She ground her teeth together. “I’ll go,” she said mulishly. “But I’m gonna stand behind you so, you know, if something does happen - it gets you first.”

“Your concern is touching.”

She shrugged. “I’m just being honest.”

Paris tried to remember if he knew any anti-demon magic as he made his way to the kitchen, Jade right behind him, close enough for him to feel her exhale on his neck. He paused in the doorway and immediately felt what she had mentioned. A sense of wrongness pervaded the kitchen. It reminded him of getting carpets cleaned - the way the damp smell would linger for days or weeks afterward. It wasn’t strong, but with his magic it didn’t need to be. He could feel its otherness, pressing against his magic, worrying at his aura like a tongue at a sore tooth.

“Has anything changed since you were last in here?” he asked, not turning around, only angling his head slightly to speak to her.

He saw her shake her head out of the corner of his eye. “Nope.”

Paris turned and made his way back toward the sofa, waiting for her to take a seat. She stayed standing, crossing her arms over her chest. He gestured for her to sit.

Jade shook her head. “I need to be standing up right now,” she said simply, her face leaving no room for argument.

“Tell me what happened, from the beginning.”

“I told you. I woke up, he was there.”

“What did he say?”

She told Paris what happened, how the demon had strong-armed her, literally, into listening. How he’d implied Jade had been noticed by someone else in the Coven. How he’d been willing to offer her a deal for information.

How she’d turned him down.

Paris knew he must have looked visibly relieved when she said that. Jade had been watching him very carefully while she spoke and Paris got the impression that she was cataloguing all of his responses, filing each bit of information, trying to learn as much as she could without him speaking.

She ended with how the demon had disappeared, right in the same spot where the strange portal in her pantry had been dumping items onto the floor.

“So,” she said, her voice more steady and even. “Verdict?”

“Pardon?”

“What I need to know is this: does this kind of shit happens around here on a regular basis?”

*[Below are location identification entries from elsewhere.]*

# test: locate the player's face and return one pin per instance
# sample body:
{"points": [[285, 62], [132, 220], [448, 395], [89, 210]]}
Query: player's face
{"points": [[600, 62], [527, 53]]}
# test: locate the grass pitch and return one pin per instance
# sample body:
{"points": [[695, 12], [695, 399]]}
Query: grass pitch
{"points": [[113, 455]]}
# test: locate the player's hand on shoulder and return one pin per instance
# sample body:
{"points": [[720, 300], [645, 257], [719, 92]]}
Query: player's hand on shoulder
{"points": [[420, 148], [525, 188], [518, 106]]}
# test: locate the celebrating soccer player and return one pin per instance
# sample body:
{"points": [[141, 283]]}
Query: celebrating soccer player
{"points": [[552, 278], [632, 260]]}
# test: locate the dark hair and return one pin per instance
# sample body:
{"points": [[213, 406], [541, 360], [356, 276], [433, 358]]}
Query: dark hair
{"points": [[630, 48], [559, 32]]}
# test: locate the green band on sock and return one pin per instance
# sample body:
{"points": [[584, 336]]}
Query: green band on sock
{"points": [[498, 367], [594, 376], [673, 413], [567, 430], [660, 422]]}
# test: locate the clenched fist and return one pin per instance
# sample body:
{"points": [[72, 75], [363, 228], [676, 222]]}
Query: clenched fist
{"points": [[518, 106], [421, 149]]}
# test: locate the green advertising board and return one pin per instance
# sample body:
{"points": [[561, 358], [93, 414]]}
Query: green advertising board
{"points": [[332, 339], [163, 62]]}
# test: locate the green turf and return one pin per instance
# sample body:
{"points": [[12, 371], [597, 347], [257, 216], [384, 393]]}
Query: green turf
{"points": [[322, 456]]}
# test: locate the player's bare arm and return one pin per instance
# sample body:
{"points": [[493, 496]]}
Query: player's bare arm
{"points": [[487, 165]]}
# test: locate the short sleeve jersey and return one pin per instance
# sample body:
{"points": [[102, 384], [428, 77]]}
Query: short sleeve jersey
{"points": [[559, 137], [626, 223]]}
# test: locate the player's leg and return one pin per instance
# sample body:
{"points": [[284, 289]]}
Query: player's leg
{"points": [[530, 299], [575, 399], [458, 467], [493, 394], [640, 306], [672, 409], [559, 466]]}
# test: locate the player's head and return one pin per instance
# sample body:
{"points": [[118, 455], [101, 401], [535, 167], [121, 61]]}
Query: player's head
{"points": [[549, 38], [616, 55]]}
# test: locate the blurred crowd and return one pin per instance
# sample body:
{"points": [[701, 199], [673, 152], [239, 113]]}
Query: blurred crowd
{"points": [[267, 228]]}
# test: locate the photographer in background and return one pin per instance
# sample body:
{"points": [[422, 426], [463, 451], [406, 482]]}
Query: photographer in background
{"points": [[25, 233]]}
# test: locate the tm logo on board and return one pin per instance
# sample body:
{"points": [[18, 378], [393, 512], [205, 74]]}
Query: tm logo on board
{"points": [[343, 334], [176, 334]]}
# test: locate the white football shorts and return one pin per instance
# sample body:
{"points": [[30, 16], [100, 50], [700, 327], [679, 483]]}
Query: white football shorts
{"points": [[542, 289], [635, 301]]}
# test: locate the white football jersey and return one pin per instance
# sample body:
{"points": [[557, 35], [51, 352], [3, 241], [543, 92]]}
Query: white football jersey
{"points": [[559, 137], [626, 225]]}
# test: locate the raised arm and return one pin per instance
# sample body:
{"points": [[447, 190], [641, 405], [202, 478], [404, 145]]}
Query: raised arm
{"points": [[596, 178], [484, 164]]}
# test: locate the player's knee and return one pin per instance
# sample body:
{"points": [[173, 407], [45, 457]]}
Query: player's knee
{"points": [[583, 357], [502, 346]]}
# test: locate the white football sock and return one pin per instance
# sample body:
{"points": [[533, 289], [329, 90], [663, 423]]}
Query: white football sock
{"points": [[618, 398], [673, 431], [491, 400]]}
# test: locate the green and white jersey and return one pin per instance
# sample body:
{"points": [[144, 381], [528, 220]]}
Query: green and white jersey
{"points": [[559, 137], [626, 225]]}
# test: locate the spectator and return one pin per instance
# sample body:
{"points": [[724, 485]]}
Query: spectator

He shook his head, “No. Not hardly.”

She gave him an incredulous look, her eyebrows arching up over her eyes. “Really? Because that demon made it sound like he already knew about another witch in a deal with one of his buddies.”

Paris frowned. “Why do you say that?”

“Because he said he couldn’t tell me the details of any other demon deals besides his own. That implied to me that there are other demon deals to know about. It’s why I think he was dodgy on the proof part of his argument.”

It made a certain sort of sense. Though it wasn’t concrete evidence by any stretch of the imagination, given how dangerous demons were to deal with, he was fine going on circumstantial evidence and taking any and all precautions.

“So, it seems to me like you’ve all been showing me this shiny happy coven life and suddenly it turns out, hey! Seedy underbelly,” she accused.

“It’s nothing of the sort. I’ve never heard of a demon deal first hand. I swear.”

She eyed him suspiciously and said, “I don’t believe you.”

He was surprised. She stated it so easily, so calmly. He opened his mouth to argue but she started speaking again before he had a chance.

“So unless you can tell me you’ve got a kick ass way to make this problem disappear,” she said, stopping to take a deep breath, “I want out.”

He was struck dumb for a moment. “Out of what?”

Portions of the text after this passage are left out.